For each node, a score was computed as a measure of proximity to the seed protein26. In total, a large PPI interaction database was assembled, including 13334 nodes and 73584 interactions. Graphical representations of networks were performed by GEPHI 0.9.2 (ref. 55). To identify hub protein in the SARS-CoV-2–host interactome, the values of betweenness centrality and degree were plotted. Betweenness centrality score measure how a specific node is in-between other nodes and then can be considered a hub, while the degree of node corresponds to number of connections.

Pathways of proteins involved in host response were tested by gene enrichment analysis on KEGG human pathways and WikiPathways databases56, the biological processes were identified by PANTHER GO57. To allow gathering of results for every running, the R package enrichR was used, an R interface to web-based tool ‘Enrichr’ for analysing gene sets58. The Enrichr analysis was performed using these statistical parameters: p-value (Fisher exact test), q-value (adjusted p-value for False Discovery Rate, FDR). Results for KEGG and WikiPathways were considered significant with a revised p-value < 0.05. To infer pathways involved in a single viral interactome, gene enrichment analyses for each viral interactome were collected along with p-values, as reported in enrichR package output. P-values of every single enrichment analyses were transformed by the function x = −log10 (p-value) and the 5% of x values were plotted on heatmap by R package pheatmap59.

Limitations

There are many experimental platforms for deriving such physical interactions, such as affinity purification mass-spectrometry (AP-MS) and yeast-two-hybrid (Y2H), which enable the accurate identification of interactions with a relatively long time.

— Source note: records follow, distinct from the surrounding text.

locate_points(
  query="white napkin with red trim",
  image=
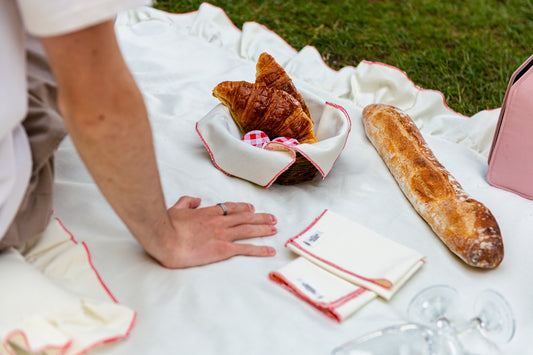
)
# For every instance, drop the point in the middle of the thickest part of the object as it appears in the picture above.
(54, 302)
(230, 154)
(330, 294)
(357, 254)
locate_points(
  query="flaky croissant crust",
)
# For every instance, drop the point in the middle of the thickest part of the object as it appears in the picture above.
(273, 111)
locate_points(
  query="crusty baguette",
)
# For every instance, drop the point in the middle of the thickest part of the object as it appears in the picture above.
(463, 224)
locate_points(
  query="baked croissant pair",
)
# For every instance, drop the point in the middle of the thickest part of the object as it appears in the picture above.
(271, 104)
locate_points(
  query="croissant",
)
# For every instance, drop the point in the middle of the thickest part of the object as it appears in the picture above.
(258, 106)
(268, 71)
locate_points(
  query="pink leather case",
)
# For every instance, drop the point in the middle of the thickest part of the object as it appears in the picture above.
(511, 154)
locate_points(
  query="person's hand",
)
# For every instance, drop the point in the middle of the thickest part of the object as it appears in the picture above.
(205, 235)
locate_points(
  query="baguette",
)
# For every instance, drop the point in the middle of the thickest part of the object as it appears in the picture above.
(463, 224)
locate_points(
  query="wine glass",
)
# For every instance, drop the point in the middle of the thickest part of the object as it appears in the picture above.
(402, 339)
(436, 305)
(435, 327)
(492, 324)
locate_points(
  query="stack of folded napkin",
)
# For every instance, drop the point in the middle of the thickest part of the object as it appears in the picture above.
(343, 265)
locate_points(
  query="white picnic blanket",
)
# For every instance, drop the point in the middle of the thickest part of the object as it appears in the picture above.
(232, 307)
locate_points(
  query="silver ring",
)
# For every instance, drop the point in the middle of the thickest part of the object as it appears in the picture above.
(224, 209)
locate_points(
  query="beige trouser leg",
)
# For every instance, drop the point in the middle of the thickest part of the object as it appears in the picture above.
(45, 130)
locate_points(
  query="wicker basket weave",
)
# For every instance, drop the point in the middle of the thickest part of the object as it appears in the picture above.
(300, 171)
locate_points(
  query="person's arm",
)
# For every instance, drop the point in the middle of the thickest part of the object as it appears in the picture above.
(106, 118)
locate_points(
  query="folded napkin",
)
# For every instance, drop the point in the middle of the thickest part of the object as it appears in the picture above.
(230, 154)
(332, 295)
(356, 254)
(53, 300)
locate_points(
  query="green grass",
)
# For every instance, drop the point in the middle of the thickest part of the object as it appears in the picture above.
(465, 49)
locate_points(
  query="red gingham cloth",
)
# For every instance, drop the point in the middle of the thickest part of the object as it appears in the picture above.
(259, 139)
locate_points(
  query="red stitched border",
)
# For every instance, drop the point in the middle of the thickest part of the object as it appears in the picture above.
(65, 347)
(292, 241)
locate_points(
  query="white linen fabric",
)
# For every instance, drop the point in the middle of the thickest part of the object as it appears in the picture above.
(232, 307)
(357, 254)
(55, 301)
(223, 140)
(332, 295)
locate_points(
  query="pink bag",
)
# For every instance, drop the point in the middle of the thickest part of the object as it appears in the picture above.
(511, 154)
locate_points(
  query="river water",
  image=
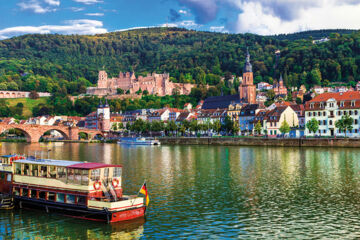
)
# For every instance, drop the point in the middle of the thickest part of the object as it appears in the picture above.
(211, 192)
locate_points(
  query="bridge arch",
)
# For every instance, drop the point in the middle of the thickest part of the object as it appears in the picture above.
(64, 134)
(27, 135)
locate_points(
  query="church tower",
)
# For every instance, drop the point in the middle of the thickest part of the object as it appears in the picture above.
(247, 89)
(103, 116)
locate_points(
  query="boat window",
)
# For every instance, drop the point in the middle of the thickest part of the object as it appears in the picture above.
(8, 177)
(81, 200)
(70, 198)
(17, 168)
(95, 174)
(71, 174)
(26, 169)
(117, 172)
(43, 171)
(25, 192)
(60, 197)
(35, 170)
(42, 195)
(85, 177)
(77, 174)
(52, 171)
(106, 172)
(33, 194)
(61, 173)
(16, 191)
(51, 196)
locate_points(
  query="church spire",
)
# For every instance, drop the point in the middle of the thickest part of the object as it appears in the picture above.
(247, 66)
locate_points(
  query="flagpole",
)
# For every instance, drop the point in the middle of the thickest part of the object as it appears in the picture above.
(138, 193)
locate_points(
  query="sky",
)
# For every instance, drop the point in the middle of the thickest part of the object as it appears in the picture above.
(264, 17)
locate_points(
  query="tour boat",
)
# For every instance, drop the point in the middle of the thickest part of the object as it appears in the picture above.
(84, 190)
(139, 141)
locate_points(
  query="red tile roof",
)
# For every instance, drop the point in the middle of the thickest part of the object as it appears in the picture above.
(92, 165)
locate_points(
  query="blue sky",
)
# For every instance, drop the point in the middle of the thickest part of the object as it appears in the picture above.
(264, 17)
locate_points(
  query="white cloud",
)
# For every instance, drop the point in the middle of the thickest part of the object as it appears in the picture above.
(76, 9)
(88, 2)
(183, 12)
(53, 2)
(80, 26)
(95, 14)
(34, 6)
(218, 29)
(259, 19)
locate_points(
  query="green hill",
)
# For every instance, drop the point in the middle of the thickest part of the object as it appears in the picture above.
(68, 64)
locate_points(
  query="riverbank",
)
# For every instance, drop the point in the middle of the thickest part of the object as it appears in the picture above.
(276, 142)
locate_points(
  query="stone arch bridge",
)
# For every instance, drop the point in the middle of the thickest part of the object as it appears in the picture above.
(33, 132)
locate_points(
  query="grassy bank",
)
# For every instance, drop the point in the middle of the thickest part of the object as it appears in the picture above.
(29, 104)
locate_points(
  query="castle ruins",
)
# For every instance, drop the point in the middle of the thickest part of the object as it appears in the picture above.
(156, 84)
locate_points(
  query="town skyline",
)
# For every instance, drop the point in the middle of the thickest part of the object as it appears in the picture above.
(231, 16)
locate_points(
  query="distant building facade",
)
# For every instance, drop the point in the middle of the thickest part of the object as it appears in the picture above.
(157, 84)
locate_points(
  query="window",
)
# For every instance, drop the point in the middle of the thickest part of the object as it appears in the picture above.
(33, 194)
(26, 169)
(117, 172)
(70, 198)
(60, 197)
(17, 168)
(25, 192)
(42, 195)
(43, 171)
(77, 176)
(95, 174)
(61, 173)
(51, 196)
(8, 177)
(81, 200)
(85, 177)
(16, 191)
(52, 171)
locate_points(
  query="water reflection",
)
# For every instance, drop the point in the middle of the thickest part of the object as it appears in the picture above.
(216, 192)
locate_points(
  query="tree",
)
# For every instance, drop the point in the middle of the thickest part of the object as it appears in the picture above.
(312, 125)
(216, 126)
(345, 123)
(120, 91)
(258, 127)
(284, 128)
(33, 95)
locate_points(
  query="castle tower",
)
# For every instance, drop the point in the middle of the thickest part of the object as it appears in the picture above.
(102, 79)
(247, 89)
(103, 116)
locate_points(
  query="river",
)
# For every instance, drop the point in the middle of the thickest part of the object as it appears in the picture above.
(205, 192)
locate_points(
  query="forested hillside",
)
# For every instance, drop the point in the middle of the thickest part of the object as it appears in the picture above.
(68, 64)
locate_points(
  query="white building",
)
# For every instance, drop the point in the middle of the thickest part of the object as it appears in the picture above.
(328, 108)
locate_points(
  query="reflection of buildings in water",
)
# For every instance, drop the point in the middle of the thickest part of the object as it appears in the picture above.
(32, 224)
(107, 153)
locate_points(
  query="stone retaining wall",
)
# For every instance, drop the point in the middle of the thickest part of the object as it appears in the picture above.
(323, 142)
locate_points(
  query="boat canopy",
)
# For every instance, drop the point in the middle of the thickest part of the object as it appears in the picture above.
(92, 165)
(50, 162)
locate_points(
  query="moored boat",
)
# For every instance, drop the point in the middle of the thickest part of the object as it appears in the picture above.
(139, 141)
(84, 190)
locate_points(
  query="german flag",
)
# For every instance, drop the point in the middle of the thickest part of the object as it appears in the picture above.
(143, 190)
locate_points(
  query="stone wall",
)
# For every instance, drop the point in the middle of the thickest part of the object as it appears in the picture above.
(323, 142)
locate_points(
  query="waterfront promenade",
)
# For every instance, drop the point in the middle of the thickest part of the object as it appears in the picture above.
(252, 141)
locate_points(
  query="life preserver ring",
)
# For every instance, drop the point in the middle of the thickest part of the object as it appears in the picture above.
(97, 185)
(115, 182)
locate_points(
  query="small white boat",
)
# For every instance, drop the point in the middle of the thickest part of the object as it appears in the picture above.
(139, 141)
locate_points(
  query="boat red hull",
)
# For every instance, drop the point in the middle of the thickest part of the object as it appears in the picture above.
(128, 214)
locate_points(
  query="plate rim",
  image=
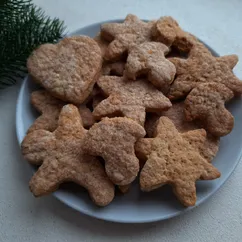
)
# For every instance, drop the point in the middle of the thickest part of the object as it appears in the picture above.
(101, 216)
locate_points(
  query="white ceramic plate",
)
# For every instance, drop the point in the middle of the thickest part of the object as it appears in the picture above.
(137, 206)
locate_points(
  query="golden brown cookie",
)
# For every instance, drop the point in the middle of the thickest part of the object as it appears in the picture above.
(50, 108)
(68, 69)
(124, 36)
(103, 44)
(172, 160)
(206, 103)
(62, 159)
(208, 149)
(149, 58)
(129, 98)
(113, 69)
(113, 139)
(202, 67)
(168, 31)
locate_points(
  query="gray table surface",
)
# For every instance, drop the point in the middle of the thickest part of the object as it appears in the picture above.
(24, 218)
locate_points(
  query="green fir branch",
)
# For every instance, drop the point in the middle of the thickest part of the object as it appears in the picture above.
(23, 27)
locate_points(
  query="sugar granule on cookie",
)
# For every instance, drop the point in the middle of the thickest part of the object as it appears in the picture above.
(49, 107)
(149, 58)
(68, 69)
(62, 159)
(129, 98)
(172, 160)
(103, 44)
(125, 35)
(113, 139)
(206, 103)
(208, 149)
(113, 69)
(86, 115)
(202, 67)
(168, 31)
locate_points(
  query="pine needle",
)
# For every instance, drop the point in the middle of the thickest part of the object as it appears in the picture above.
(23, 27)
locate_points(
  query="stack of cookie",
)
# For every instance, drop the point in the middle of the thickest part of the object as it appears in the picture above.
(146, 97)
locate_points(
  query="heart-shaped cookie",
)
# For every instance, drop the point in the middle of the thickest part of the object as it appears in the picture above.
(68, 69)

The scenario reported in this study refers to few experimental data available on public databases and could be different respect to real phenotypes of COVID-19 patients.

The pathways’ analysis did not consider tissue and cell-type diversity. Finally, the low threshold established for the number of nodes found by RWR (200) limited the reconstruction of the entire pathways. However, this was a software-imposed threshold. Although such a network-based approach showed great potential in identifying mechanisms not yet observed, experimental tests will be necessary to confirm what we have described. This study does not report clinical data or the outcomes of patients, but our results resulted highly consistent with clinical cases reported in literature43,44,49 and in vitro studies21,36,37,47. Moreover, this approach should be used to design adaptive clinical or experimental trials.